Rosenheim – Die polizeilichen Ermittlungen zum Unfalltod einer 45-jährigen Radfahrerin an der Abbiegung Westerndorfer Straße/Schlößlstraße laufen noch. Eine detaillierte Unfallanalyse liegt bisher nicht vor, teilte der Rechtsdezernent der Stadt, Herbert Hoch, im Verkehrsausschuss des Stadtrates mit.

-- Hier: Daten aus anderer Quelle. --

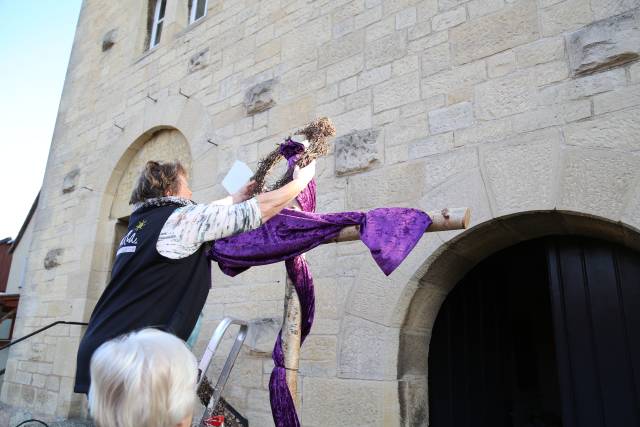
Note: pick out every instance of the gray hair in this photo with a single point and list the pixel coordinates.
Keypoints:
(143, 379)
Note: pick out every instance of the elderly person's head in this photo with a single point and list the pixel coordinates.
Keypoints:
(159, 179)
(143, 379)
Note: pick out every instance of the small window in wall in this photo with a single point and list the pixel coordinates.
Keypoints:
(197, 10)
(156, 22)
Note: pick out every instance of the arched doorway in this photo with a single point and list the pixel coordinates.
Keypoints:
(541, 334)
(445, 270)
(162, 145)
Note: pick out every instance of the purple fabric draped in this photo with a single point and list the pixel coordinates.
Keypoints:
(389, 233)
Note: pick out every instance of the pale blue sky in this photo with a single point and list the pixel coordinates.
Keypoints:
(35, 43)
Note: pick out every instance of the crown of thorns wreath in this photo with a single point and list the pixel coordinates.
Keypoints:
(317, 133)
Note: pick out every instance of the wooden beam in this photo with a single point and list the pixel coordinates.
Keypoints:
(444, 220)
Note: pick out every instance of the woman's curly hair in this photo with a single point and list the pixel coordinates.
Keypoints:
(157, 180)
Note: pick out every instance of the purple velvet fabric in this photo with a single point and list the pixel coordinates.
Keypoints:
(389, 233)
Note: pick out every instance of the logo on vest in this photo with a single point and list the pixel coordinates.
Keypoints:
(130, 240)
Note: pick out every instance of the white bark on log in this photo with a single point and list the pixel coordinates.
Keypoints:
(291, 335)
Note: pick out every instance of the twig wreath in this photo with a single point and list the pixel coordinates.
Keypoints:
(316, 133)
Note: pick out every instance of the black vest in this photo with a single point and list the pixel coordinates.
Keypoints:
(146, 289)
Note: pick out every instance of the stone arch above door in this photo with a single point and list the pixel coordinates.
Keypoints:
(449, 263)
(175, 125)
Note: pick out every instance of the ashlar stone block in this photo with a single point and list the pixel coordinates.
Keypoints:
(511, 26)
(605, 44)
(356, 151)
(456, 116)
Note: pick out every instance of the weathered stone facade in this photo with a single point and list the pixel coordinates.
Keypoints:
(527, 111)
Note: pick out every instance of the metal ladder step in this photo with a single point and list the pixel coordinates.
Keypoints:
(211, 395)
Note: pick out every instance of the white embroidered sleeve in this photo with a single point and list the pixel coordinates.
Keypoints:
(188, 227)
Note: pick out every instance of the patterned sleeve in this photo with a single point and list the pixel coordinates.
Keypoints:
(189, 227)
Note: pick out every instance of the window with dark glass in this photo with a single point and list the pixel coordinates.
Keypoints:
(156, 22)
(197, 10)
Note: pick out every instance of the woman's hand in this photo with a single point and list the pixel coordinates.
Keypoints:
(244, 193)
(306, 173)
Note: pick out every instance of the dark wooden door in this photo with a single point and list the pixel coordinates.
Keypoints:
(491, 354)
(544, 333)
(595, 289)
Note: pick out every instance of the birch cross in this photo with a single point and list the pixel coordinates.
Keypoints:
(390, 234)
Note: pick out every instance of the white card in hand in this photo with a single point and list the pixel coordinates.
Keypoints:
(238, 175)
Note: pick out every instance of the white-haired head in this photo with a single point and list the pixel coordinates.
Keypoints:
(143, 379)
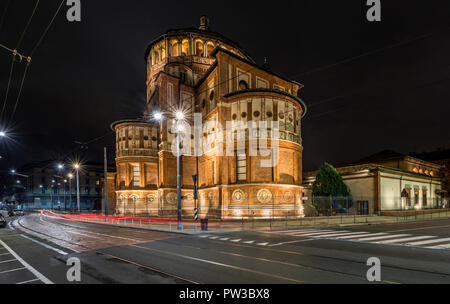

Mittlerweile hat eine Ortsbesichtigung mit Besprechung von Maßnahmen zur Verbesserung der Sicherheit an dieser Stelle stattgefunden, an der neben Vertretern des Staatlichen Bauamtes, der Stadt, der Polizei, der Verkehrswacht, des Staatlichen Schulamtes auch Eltern und die Leitung der Schule Westerndorf St. Peter teilnahmen. Hoch verwies darauf, dass es sich nicht um einen Schulwegunfall gehandelt habe, doch Schulweghelfer und Kinder waren Zeugen. Sie seien zum Teil traumatisiert.
Vorschläge diskutiert
Bei der Ortsbesichtigung wurden nach Angaben des Rechtsdezernenten mehrere Vorschläge diskutiert, welche die Rechtsabbiegesituation und Sicherheit für Radfahrer an dieser Stelle verbessern sollen. Es gehe unter anderem um Änderungen von Ampelschaltungen, um die Frage einer Gehwegverbreiterung und Bordsteinabsenkung sowie um bessere Sichtbeziehungen in der Kurve, teilte Hoch weiter mit.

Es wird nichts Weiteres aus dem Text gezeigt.